Contenu de la décision



Loi sur les relations de travail 
dans la fonction publique

Coat of Arms - Armoiries
  • Date:  2013-09-24
  • Dossier:  566-02-5655
  • Référence:  2013 CRTFP 116

Devant un arbitre de grief


ENTRE

JULIA MURPHY

fonctionnaire s'estimant lésée

et

CONSEIL DU TRÉSOR
(ministère des Pêches et des Océans)

employeur

Répertorié
Murphy c. Conseil du Trésor (ministère des Pêches et des Océans)
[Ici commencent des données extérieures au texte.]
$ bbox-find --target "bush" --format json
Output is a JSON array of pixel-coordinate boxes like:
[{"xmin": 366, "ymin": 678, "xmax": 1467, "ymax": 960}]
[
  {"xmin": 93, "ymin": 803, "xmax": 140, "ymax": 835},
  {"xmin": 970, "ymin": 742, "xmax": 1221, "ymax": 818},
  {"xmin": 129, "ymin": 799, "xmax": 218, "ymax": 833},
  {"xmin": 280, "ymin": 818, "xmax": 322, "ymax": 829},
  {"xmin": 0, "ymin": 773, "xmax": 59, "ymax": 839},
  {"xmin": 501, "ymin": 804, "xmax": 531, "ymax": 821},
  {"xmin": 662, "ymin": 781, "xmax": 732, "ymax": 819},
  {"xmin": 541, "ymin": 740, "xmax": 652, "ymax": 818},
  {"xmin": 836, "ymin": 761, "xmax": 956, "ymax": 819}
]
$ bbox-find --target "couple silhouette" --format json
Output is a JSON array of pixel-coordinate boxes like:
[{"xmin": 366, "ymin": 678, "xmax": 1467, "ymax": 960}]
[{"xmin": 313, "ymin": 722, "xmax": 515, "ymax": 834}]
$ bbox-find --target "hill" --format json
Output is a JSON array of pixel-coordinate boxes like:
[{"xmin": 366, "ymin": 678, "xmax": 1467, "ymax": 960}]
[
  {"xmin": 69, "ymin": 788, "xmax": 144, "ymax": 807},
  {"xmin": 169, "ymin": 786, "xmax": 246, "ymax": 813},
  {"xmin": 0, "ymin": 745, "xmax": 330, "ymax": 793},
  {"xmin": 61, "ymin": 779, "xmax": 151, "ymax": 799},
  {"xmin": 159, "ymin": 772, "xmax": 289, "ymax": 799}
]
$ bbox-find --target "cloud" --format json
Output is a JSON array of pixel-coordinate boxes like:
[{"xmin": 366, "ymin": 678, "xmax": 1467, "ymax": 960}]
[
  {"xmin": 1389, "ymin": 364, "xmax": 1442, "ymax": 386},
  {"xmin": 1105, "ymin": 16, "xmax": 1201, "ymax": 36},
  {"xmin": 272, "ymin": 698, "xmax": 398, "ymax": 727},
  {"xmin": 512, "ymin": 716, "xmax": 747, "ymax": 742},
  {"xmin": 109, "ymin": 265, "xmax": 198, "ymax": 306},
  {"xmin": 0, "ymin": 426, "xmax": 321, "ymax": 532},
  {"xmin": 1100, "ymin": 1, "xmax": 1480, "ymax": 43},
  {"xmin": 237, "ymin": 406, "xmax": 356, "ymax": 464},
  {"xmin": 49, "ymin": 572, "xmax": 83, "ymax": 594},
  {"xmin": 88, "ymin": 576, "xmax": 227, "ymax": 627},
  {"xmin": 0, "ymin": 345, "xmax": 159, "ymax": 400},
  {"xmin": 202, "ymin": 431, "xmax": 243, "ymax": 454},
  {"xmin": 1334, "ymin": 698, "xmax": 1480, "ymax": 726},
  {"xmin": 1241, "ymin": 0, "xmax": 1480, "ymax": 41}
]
Affaire concernant un grief individuel renvoyé à l’arbitrage

MOTIFS DE DÉCISION

Devant:
Renaud Paquet, arbitre de grief

Pour le fonctionnaire s'estimant lésée:
Kim Patenaude, avocate

Pour l'employeur:
Joshua Alcock, avocat

Affaire entendue à Ottawa (Ontario),
le 9 septembre 2013.
(Traduction de la CRTFP)

Grief individuel envoyé à l’arbitrage

1 Le 31 mars 2010, Julia Murphy, la fonctionnaire s’estimant lésée (la « fonctionnaire ») a déposé un grief dans lequel elle allègue que le ministère des Pêches et des Océans (l’« employeur ») a enfreint la Directive sur la réinstallation intégrée du Conseil national mixte (CNM) (la « directive sur la réinstallation »), réputée faire partie de la convention collective entre le Conseil du Trésor et l’Alliance de la Fonction publique du Canada pour l’unité de négociation du groupe Services techniques (date d’expiration : le 21 juin 2011) (la « convention collective »).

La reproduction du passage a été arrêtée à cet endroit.